We see almost the opposite configuration at Wyndham Hotels & Resorts ($WH). There, the company’s 2022 revenue was down considerably from 2019 totals — but expenses were down even more, leading to pretax and net income lines that both more than doubled. See Figure 2, below.

Two hotel chains, two very different long-term strategies. Just goes to show how attention to specific line items and disclosures over time matter so much to helping you understand what’s really going on with a company.

Down to Room Rate Detail

We next started digging into the footnotes, to see whether hotel prices have risen in cost like so much else in the world these days, especially since travel, leisure, and hospitality are supposedly one sector where consumers want to keep spending, inflation be damned.

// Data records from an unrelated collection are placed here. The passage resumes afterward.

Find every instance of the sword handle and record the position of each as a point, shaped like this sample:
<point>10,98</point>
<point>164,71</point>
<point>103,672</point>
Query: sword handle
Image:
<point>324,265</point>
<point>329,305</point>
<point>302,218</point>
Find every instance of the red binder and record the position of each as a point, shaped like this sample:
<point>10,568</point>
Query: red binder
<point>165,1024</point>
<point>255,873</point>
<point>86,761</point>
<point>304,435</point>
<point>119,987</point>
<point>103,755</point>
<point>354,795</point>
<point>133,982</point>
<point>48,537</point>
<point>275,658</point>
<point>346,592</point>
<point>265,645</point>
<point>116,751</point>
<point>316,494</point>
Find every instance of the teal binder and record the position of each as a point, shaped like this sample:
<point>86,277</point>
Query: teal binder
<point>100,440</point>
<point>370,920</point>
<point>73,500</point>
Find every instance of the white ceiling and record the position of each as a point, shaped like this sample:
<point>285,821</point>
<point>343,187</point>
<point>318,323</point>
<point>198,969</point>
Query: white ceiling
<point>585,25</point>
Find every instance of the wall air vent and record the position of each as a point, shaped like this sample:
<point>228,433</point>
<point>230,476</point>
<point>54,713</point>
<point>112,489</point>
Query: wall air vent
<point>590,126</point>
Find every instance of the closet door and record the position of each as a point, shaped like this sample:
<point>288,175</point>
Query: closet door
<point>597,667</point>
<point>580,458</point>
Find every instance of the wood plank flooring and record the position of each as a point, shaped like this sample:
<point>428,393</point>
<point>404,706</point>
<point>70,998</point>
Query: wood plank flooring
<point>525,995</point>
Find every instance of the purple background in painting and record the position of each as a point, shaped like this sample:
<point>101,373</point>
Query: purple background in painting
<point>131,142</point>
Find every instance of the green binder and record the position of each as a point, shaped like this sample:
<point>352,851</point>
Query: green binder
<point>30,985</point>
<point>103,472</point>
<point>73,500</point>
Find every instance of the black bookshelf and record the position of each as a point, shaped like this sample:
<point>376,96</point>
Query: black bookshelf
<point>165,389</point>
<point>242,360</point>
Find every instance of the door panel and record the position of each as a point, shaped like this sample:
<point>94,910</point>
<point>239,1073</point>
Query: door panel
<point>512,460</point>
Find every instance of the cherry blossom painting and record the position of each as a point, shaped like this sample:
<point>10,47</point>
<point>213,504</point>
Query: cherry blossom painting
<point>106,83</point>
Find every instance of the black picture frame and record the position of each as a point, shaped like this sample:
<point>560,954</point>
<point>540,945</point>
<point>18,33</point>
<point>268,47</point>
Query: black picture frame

The data told a somewhat confusing story. We looked up RevPAR (revenue per available room), ADR (average daily rate), and occupancy levels, comparing 2022 to 2019. Table 1, below, shows the results for Hyatt.

Occupancy rates are down across all Hyatt brands (and kudos to management for breaking down the data by brand, by the way), but average daily rate was up. RevPAR is calculated by multiplying a hotel's average daily room rate by its occupancy rate. So fewer people are booking rooms, but paying more when they do. (It’s also true that Hyatt has more rooms today than it did in 2019.

Alas, Wyndham doesn’t report occupancy and ADRs, so we can’t whip up a comparable table; and we’re still waiting for other peers such as International Hotel Group ($IHG) to file their 2022 reports in the next few weeks.

Food for thought while you book that next business trip.